Lou Reed, Das Racist, Stephin Merritt, Antony and the Johnsons, Laurie Anderson
Tibet House Benefit at Carnegie Hall, NYC, Feburary 13, 2012, February 13th, 2012
Feb 29, 2012
New York City's fabled Carnegie Hall hosted the 22nd annual Tibet House Benefit, with curation once again courtesy of composer Philip Glass, who's been involved with the Tibetan cause since 1966. The event was at its most eclectic this year, featuring the likes of Das Racist, Magnetic Fields frontman Stephin Merritt, Antony Hegarty of Antony and the Johnsons, Laurie Anderson, and Anderson's husband Lou Reed.
The evening kicked off, as it always has, with solemn intonations by monks from the Drepung Gomang Monasteries. Anderson opened the musical portion of the show with a hilariously sinister spoken-word piece about a Buddhist retreat in Utah, titled "The Green River," which segued nicely into a lovely collaboration with Hegarty on "Progress," his shivering vibrato reverberating through the opulent venue.
The proceedings were graceful, if a tad somnolent, until Das Racist took the stage. A fiery, irreverent rendition of "Michael Jackson" certainly woke the crowd up like a cold splash of water to the face. Himanshu Suri relished the experience, wildly gesturing at the venue's house orchestra as he feigned conducting, while Victor Vazquez skulked about the stage with feral abandon, and Ashok Kondabalou performed some herky-jerky interpretative dance moves belying the lost doe in the headlights look in his eyes.
Stephin Merritt followed, performing an acoustic rendition of "This Little Ukelele" from the Eban & Charlie soundtrack, flowing seamlessly into a gorgeous reading of 69 Love Songs highlight "The Book of Love," replete with orchestral backing, culminating with "Andrew in Drag," the first single from the upcoming Magnetic Fields album Love at the Bottom of the Sea.
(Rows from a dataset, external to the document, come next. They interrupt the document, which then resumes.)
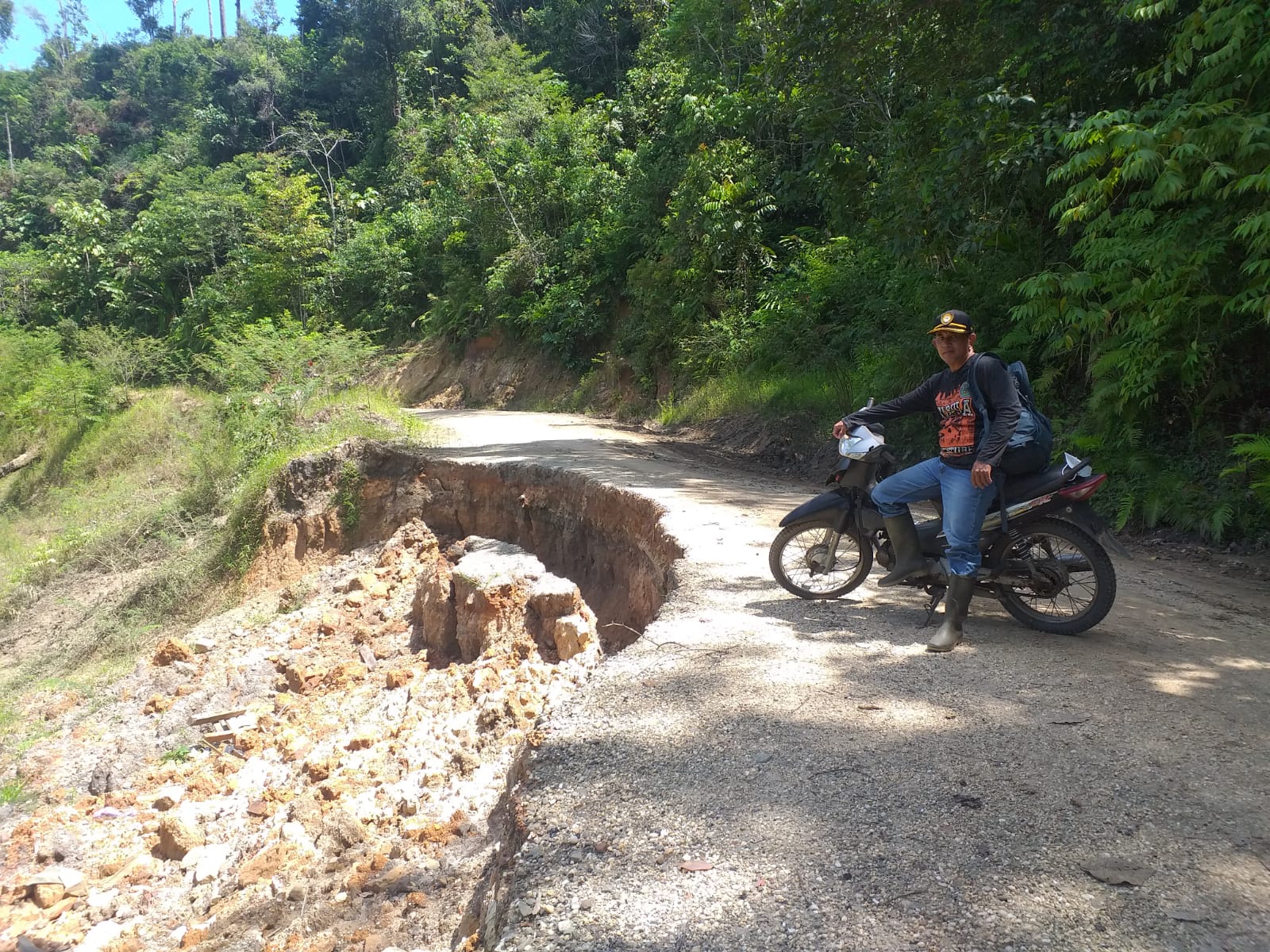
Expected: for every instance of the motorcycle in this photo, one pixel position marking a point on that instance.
(1047, 562)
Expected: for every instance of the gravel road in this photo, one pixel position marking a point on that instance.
(849, 791)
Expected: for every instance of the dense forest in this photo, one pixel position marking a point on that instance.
(704, 190)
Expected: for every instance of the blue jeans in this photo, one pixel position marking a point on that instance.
(964, 505)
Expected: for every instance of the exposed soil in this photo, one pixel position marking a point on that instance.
(753, 772)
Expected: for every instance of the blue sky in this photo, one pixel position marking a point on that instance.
(107, 19)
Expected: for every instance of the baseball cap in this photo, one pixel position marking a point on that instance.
(954, 321)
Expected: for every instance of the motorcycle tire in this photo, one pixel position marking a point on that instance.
(1054, 543)
(794, 550)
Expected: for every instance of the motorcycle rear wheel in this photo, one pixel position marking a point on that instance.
(797, 560)
(1083, 575)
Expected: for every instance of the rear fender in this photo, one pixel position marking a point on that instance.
(1083, 516)
(835, 503)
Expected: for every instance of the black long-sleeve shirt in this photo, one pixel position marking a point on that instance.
(948, 395)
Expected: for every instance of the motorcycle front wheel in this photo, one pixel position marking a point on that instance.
(1072, 579)
(800, 562)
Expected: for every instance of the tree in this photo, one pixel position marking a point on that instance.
(146, 12)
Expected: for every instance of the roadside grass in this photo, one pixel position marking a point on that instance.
(159, 505)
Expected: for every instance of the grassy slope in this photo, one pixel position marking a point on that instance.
(156, 505)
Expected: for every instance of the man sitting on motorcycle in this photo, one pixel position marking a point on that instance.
(962, 474)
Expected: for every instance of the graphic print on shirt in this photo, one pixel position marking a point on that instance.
(956, 422)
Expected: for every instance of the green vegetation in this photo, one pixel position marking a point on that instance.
(756, 206)
(13, 793)
(177, 755)
(148, 508)
(348, 495)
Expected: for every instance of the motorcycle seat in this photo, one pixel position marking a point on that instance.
(1020, 489)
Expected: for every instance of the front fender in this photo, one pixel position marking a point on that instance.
(835, 501)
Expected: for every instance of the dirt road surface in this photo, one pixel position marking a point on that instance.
(760, 772)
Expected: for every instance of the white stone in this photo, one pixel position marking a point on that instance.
(101, 936)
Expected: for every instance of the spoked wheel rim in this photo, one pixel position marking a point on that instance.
(1060, 592)
(799, 562)
(1073, 581)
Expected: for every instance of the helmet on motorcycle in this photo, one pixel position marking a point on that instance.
(860, 443)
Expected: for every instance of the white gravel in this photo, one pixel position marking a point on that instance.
(954, 816)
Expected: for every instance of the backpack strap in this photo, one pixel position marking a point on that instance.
(981, 406)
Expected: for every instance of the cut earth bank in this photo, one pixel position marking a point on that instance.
(753, 772)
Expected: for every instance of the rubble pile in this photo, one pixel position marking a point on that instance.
(333, 778)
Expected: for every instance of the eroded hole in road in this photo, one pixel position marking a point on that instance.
(338, 774)
(606, 539)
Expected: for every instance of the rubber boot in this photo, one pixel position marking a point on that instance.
(907, 547)
(956, 603)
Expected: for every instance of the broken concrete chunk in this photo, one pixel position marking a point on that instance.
(171, 651)
(552, 597)
(214, 716)
(167, 797)
(573, 635)
(1118, 873)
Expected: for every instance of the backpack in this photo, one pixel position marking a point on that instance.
(1033, 441)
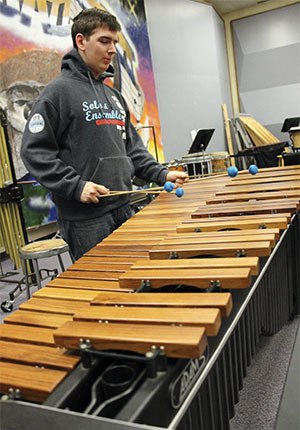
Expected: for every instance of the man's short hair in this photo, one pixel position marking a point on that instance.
(88, 20)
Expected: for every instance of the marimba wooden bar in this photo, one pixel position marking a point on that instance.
(178, 296)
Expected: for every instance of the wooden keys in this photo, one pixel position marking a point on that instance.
(175, 341)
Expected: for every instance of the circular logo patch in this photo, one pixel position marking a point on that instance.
(37, 123)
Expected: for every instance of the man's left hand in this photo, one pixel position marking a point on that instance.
(177, 177)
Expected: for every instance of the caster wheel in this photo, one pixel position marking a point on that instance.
(6, 306)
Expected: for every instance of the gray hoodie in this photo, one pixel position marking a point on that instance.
(79, 130)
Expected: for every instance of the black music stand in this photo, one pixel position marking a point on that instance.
(290, 122)
(201, 141)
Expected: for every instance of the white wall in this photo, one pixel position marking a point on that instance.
(189, 59)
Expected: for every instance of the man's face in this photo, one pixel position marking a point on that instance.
(98, 50)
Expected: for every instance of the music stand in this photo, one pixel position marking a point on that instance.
(201, 140)
(290, 122)
(196, 160)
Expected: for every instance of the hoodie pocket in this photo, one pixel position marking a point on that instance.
(114, 173)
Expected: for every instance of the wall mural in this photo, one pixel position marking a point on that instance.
(34, 35)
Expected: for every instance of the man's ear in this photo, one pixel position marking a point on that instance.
(80, 41)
Along with the aforementioned Das Racist set, the evening's other highlight was a short yet powerful performance by Lou Reed. Playing with an ad hoc band, and seemingly unrehearsed, cuing the orchestra with sporadic gesticulations, Reed nonetheless dazzled, playing roughshod yet transfixing versions of "The Raven" and "Who Am I?," before concluding with an incendiary take on The Velvet Underground's "I'm Beginning to See the Light" from their epochal 1969 eponymous album. This rendition was galvanized by accompaniment from the Patti Smith Group, including guitarist and famed Nuggets curator Lenny Kaye, who earlier had performed a medley of covers from his garage-rock holy grail.
The evening closed with the entire night's line-up joining forces on an elongated jam coda for "I'm Beginning to See the Light." The sing-along was in lieu of perennial Tibet benefit closer, Patti Smith's "People Have the Power," foregone as Smith couldn't be at the event due to prior obligations. Yet the classic Velvets' number tapped into the regenerative power of rock music in a sublime manner not dissimilar to Smith's holistic call-to-action classic. And with the entire night's cast harmonizing on the tune's refrain of "How does it feel to be loved?," the overriding ethos of the event was articulated--a steadfast commitment to the aesthetic, and a denouncement of repression, with a heightened consciousness recognizing that even the quietest of voices should count as much as the loudest shout.